Sight L'Estartit

The Medes Islands

Coordinates: 42.0479350000, 3.2216030000 (map)

The Medes Islands (Illes Medes) is an archipelago of seven islands with the total area of 21.5 hectares. It is the main attraction of the L'Estartit resort towering over the sea a kilometre away from the beach. Not all islands of the archipelago are "real" islands — five out of seven are rocks sticking out of the water with no flat surfaces to step on or any plants to grow, but they still have names: Carall Bernat, Tascons Grossos, Tascons Petits, Medellot, Ferranelles. The other two are called Meda Gran and Meda Xica.

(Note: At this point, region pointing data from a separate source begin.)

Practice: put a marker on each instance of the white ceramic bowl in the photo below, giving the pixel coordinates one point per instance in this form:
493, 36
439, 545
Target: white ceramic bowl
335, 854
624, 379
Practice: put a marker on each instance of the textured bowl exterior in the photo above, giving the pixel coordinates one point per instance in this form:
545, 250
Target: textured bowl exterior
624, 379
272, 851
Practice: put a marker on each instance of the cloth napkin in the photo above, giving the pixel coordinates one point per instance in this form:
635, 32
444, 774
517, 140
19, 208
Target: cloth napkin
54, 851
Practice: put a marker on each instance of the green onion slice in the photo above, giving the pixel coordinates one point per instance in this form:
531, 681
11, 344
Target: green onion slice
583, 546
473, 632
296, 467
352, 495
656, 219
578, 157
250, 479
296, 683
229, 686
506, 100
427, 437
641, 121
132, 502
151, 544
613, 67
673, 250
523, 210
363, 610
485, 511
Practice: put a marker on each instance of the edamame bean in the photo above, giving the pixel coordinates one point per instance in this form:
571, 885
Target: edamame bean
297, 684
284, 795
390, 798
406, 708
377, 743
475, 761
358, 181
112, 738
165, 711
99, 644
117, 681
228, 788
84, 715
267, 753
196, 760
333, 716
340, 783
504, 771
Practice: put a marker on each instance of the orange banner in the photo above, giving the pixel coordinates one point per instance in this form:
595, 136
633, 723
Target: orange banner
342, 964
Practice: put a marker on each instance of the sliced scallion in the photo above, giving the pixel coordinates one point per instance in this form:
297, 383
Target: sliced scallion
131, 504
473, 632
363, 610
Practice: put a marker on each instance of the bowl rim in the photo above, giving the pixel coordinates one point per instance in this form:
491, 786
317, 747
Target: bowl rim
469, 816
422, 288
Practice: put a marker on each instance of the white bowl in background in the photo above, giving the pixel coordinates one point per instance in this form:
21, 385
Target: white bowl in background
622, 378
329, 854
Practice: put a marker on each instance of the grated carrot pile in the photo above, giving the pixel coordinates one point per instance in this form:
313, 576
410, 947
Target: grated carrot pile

Since time immemorial the Medes islands have been a headache for the local villages. Since the archipelago is located so close to the shore, it provided easy cover for pirates and facilitated lightning-bolt attacks, all the while preventing the effective building of defensive structures. Martin the Humane founded a monastery on the islands in the 14th century, opining that the monks would defend it better, but there was no money to build a complete fortress. So in 1442, when the Genoese attacked the islands, all the meager fortifications that had been already erected were burned to the ground, along with the church. An unhurried restoration followed, interrupted in 1522 by a partial flooding of the western side of the island where all the fortifications stood.

In the 18th and 19th centuries, the Medes Islands played a role in armed conflicts between Spain and France. After the Napoleonic wars, a garrison had been stationed there, whose numbers had stably decreased over time until 1890, when the last soldier sailed to mainland leaving behind only a lighthouse keeper. Thanks to the lighthouse, there had been intelligent life on the Medes islands until the 1930s. After the technological advances allowed for the automation of the lighthouse operations, the keeper has gone too.

Biologists rave about the unique conditions for the flora and fauna of the Medes archipelago, mainly talking about the life underwater. A heterogeneous seabed in this marine zone has given rise to endless combinations of life-supporting factors of temperature, depth, light, currents speed, and soil composition. All of these combinations, in turn, created numerous unique biotopes that are home to so many sea creatures. Some examples you may encounter while diving in the Medes Islands: sea bream, sea bass, grouper, tuna, sea sponge colonies, red corals, meadows of Posidonia, mollusks of the noble pen shell and date shell, and so many more.

Since 1983, the government has adopted a whole host of measures and by-laws to protect the Medes archipelago from human influence, turning the islands into a conservation area where the only allowed activity is scuba or free diving. There are additional regulations in place: any diving session requires a license whose quantities are subject to an annual quota — 73000 for diving schools (there are about 20 in the area) and 4000 for independent divers. Up until 2015, the quota was daily and the number of dives hovered above 60000 a year, raising fears about their environmental impact.

These fears are not unfounded. The Medes Islands is one of the top diving spots in the Mediterranean that attracts divers of all levels with its diverse marine life, numerous sea caves and even a 120-metre long sunken ferry! Fishing around the islands has been prohibited since 1983, but fines and arrests are made from time to time regardless. The stats collected by the administration of the natural park of Montgrí (Parc Natural del Montgrí, les illes Medes i el Baix Ter), of which the Medes Islands have been a part of since 2010, tell the story of vanishing species and depleting fish numbers. Illegal fishing may be to blame: in September 2016 divers found an abandoned fishing net that was so long (200 meters!) that it took the firefighters two days to lift it from the sea bottom.